It’s chapters like these where I’m grateful to have my NOAB on me. It saves me looking up what the 10th day of the first month is (v 19) to have a little note reminding you that it’s the start of Passover. So when this chapter draws a comparison between crossing the Jordan and crossing the Sea of Reeds (v 23), it’s made doubly-explicit with another parallel to the Exodus, i.e. the timing of Passover. Children asking about the “meaning” of things is yet another call-back to the Passover (Ex 13:14). It all supports the establishment of Joshua as the “second Moses”… if only the chapter wasn’t so odd to read.

It keeps backtracking, like the author forgot details. The Israelites had already finished crossing the river in the previous chapter, but then the author remembers, oh, wait, I forgot about the stones. Send twelve people back to get them while the priests carrying the ark wait. Except, wait the people haven’t crossed yet and they actually got the stones before everyone had finished? (v 10-11)

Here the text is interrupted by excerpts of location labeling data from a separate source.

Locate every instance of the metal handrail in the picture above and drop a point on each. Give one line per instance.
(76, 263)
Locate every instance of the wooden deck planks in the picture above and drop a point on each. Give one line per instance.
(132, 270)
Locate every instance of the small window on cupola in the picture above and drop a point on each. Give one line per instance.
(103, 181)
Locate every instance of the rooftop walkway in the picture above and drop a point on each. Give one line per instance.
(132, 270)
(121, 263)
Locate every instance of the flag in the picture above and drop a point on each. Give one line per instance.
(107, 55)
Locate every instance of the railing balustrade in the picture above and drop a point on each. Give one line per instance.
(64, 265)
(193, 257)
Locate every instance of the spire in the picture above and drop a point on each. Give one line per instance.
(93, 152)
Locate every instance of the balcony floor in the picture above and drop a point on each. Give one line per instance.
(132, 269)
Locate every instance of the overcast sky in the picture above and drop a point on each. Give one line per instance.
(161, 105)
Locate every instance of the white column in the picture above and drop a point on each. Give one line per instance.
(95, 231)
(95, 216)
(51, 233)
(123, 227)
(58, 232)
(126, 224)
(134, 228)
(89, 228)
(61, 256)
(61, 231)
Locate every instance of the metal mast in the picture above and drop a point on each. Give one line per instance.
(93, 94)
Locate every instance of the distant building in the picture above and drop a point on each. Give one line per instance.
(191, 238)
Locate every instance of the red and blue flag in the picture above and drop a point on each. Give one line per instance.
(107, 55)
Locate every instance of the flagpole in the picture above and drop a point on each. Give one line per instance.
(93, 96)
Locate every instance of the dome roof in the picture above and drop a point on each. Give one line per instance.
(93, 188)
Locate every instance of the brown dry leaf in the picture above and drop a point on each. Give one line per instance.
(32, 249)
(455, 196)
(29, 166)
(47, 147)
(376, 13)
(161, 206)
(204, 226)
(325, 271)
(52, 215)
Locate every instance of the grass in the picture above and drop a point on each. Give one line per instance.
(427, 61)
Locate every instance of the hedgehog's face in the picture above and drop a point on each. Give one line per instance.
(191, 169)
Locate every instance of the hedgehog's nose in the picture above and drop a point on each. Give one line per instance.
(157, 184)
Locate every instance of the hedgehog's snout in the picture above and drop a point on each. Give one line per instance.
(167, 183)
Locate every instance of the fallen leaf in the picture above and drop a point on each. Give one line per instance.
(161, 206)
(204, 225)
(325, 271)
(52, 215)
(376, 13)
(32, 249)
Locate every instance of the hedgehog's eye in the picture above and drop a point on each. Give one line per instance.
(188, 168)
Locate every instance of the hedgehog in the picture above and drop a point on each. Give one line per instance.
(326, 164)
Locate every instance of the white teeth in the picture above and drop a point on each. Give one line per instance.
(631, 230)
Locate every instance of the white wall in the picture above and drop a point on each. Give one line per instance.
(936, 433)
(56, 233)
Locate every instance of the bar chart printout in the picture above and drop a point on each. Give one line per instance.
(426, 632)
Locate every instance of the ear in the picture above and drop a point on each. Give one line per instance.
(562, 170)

Source theory – i.e. this is two accounts merged together awkwardly – is so helpful. Either that, or you’re imagining unorganized chaos of people running back and forth across the Jordan. Admittedly there’s something humorous and humanizing about that image, but it doesn’t exactly mesh with the image of Joshua being as revered as Moses. Then again, this generation is too young to remember crossing the Sea of Reeds, which went more smoothly, so maybe they’re more easily impressed.

This story seems to be telling the origins of a memorial or holy place at Gilgal. That seems to be a fairly significant place in later history, looking at what a word search comes up with. If Joshua is really “Deuteronomist history,” it seems odd that it’s giving so much attention to what seems to have been a non-Jerusalem sanctuary. Then again, since there’s no mention of sacrifices or offerings here, this passage might be trying to affirm that Gilgal is just a memorial, not a shrine.

I guess what I’m saying is, I’m not as sure of the idea that Joshua is as unified and contiguous with Deuteronomy as other scholars seem to be. Obviously I may start noticing patterns as I go along, because they’ve done this longer than me and presumably know what they’re talking about more. So far, though, this feels more like Numbers, where stories got a little mangled and confusing.

The Japanese: sueru “to place in position, to fix, to set, to lay a foundation, to install” (v 3), kanete “previously, already” (v 4), totonoeru “to get ready, to prepare” (v 12), uyamau “to honor” (v 14), karasu “to dry up, to exhaust” (v 23).